I think art with pencils, paper are organic and show a bit more soul.

Mariah's avatar

@fundevogel The difference in your digging comparison is that you don’t have to dig a bunch of holes with your bare hands in order to get good at digging holes. But it takes quite a bit of skill to be good at any kind of art, and paradoxically, using all the tools available to me when making digital art might hinder me in developing those skills. If I fall back on little “photoshop magic” tricks all the time to cover up my weaknesses rather than making myself practice the things that give me trouble, I’ll never get very good.

fundevogel's avatar

@Mariah Fair enough, so long as your avoidance isn’t dogmatic.

lifeflame's avatar

It feels different.
Aside from the tactile differences, the erasability (“undo”) of a medium will change you on the level of commitment to a decision. You can feel the difference already in the difference between pencil or ink; or in the time difference between acrylic or oils.

I also think that the time the process takes will alter your relationship with it. So if you are able to pull up a background instantly, it’s a different relationship than if you have to create it yourself.

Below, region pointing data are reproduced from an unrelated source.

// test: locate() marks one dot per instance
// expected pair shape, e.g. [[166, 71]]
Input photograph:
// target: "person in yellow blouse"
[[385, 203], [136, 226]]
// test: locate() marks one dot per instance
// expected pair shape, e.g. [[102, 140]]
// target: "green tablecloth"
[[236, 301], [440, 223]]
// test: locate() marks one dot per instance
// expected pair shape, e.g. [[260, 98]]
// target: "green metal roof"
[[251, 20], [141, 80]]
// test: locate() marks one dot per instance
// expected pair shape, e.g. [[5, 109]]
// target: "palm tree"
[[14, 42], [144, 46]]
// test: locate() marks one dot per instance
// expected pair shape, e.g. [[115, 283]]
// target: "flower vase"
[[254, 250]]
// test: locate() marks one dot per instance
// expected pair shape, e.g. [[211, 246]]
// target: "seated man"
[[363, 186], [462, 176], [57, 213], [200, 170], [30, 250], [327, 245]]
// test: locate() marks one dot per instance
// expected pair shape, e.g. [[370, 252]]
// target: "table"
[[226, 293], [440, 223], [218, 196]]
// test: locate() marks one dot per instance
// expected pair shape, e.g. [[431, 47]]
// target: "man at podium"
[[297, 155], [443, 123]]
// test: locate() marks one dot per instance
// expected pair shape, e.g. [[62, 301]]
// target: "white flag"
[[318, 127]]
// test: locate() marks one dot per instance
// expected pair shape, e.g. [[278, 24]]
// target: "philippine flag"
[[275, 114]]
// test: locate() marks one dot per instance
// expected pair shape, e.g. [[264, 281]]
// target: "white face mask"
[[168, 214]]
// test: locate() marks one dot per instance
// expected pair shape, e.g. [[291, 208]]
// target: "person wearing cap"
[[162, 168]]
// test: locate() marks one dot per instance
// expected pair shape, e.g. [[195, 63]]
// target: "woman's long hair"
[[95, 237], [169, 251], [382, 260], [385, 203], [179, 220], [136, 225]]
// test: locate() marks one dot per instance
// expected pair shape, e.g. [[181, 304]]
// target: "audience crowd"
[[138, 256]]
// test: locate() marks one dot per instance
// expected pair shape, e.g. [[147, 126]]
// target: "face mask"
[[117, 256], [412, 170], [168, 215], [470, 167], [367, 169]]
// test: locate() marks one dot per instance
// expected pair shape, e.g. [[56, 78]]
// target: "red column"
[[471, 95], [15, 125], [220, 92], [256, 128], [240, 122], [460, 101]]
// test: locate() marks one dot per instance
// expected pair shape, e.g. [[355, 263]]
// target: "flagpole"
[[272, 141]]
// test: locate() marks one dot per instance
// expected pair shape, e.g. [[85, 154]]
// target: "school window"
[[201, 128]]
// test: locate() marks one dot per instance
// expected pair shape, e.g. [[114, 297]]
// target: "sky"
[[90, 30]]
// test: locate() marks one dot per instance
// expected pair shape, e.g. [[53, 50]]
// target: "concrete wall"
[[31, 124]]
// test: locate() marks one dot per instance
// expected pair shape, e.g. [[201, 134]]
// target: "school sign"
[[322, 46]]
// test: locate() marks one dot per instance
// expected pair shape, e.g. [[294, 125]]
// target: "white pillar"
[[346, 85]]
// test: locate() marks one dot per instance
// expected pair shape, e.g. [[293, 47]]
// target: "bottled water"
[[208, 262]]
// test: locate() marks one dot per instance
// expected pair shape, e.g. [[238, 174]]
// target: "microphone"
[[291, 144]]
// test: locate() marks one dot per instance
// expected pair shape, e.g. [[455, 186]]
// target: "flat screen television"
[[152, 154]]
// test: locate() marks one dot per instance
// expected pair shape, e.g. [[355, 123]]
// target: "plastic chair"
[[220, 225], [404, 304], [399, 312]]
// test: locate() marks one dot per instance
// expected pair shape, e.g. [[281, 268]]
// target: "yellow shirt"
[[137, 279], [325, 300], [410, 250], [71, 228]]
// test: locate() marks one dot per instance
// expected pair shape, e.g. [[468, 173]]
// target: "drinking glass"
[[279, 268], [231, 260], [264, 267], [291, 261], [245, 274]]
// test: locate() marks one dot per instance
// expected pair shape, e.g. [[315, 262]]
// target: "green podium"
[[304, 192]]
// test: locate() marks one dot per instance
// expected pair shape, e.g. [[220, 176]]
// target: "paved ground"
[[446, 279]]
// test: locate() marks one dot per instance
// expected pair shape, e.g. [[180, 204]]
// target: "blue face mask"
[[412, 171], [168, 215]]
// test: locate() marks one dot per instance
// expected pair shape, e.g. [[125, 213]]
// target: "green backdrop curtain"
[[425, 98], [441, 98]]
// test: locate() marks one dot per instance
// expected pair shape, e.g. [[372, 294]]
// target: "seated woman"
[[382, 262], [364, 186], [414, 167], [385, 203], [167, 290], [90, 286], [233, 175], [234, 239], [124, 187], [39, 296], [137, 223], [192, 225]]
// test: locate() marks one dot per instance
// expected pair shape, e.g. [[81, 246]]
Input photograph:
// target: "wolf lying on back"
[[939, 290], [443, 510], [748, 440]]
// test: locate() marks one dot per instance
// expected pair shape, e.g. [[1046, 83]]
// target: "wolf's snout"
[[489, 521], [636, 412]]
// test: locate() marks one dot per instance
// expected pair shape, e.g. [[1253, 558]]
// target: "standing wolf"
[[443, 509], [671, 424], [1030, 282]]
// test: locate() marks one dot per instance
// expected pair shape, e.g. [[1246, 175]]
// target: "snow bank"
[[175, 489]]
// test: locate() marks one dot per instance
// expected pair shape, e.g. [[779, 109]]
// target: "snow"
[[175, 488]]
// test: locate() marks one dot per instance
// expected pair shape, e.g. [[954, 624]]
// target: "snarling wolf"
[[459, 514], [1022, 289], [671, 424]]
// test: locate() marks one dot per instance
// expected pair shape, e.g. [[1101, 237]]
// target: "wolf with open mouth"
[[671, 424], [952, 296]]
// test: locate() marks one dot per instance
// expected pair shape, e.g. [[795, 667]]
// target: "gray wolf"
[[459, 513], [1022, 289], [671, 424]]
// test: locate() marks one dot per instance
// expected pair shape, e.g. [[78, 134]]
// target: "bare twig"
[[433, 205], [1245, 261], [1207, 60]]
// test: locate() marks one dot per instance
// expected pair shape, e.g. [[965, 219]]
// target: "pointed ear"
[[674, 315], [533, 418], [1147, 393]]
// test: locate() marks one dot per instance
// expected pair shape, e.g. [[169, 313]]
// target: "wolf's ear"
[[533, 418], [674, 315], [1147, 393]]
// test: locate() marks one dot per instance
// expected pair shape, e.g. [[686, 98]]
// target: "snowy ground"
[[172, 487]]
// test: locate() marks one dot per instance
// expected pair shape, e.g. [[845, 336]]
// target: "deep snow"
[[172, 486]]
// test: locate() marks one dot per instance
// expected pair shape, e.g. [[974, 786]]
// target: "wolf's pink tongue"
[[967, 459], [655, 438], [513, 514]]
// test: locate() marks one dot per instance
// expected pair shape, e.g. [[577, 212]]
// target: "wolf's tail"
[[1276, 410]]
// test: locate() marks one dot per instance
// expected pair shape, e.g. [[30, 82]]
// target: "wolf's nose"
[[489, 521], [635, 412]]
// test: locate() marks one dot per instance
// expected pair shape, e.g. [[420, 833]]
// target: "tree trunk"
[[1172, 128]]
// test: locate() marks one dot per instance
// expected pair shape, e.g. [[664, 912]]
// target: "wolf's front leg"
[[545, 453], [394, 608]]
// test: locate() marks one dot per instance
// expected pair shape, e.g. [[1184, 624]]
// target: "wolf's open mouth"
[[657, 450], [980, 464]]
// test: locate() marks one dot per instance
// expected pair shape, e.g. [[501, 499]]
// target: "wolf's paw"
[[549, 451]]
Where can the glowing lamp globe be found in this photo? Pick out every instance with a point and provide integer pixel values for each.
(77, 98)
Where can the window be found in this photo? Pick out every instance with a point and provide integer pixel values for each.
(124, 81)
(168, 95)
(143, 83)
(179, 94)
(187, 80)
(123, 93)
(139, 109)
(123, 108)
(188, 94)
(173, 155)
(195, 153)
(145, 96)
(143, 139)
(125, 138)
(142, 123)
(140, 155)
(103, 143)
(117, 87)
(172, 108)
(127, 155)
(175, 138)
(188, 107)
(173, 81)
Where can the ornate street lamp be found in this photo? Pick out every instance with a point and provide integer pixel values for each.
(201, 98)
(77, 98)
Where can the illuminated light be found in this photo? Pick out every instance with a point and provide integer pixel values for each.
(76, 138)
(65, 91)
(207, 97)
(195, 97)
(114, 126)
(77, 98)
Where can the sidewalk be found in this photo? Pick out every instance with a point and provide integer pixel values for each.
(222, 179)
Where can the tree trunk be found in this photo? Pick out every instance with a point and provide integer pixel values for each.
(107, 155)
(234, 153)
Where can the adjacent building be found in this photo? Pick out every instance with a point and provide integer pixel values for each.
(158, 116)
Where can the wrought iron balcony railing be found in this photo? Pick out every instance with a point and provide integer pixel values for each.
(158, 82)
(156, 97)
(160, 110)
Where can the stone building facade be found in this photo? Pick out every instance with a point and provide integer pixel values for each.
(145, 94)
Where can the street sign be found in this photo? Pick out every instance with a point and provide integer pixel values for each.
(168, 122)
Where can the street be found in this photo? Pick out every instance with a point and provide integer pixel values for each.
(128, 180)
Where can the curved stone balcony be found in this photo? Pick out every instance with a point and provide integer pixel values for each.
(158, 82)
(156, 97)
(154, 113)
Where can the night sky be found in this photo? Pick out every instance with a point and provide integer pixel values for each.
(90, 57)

It’s kind of like handwriting versus typing. Different modes…

sydsydrox's avatar

Well, both have their good and bad sides. When using a tablet or computer, you can make multiple layers and the efficiency is greater, except that computers can crash, get viruses, freeze up, run out of battery, or just not work. With paper, on the other hand, all you need is a pencil, pencil sharpener, and light, and you can start creating. It may take a whale of a time longer to make an awesome picture, but the effort and time is worth it. Plus, paper doesn’t crash, or get viruses. It’s tactile and always there.
But that’s just me, hope this helps ;)

Mariah's avatar

@lifeflame, just in defense of digital art, digital artists don’t “pull up a background instantly” – unless they are stealing a background from someone else, in which case it could hardly be called original artwork. Digital artists draw their backgrounds like anyone else…

fundevogel's avatar

Don’t be too hard on sacavenged imagery. So long as you make it your own it’s perfectly fine. It’s been a legit part of art for quite a whie.

Nimis's avatar

@fundevogel Good answers. But extra lurve for wundaloon.

fundevogel's avatar

@Nimis Well you certainly weren’t lurving me for my proofreading. Oy vey.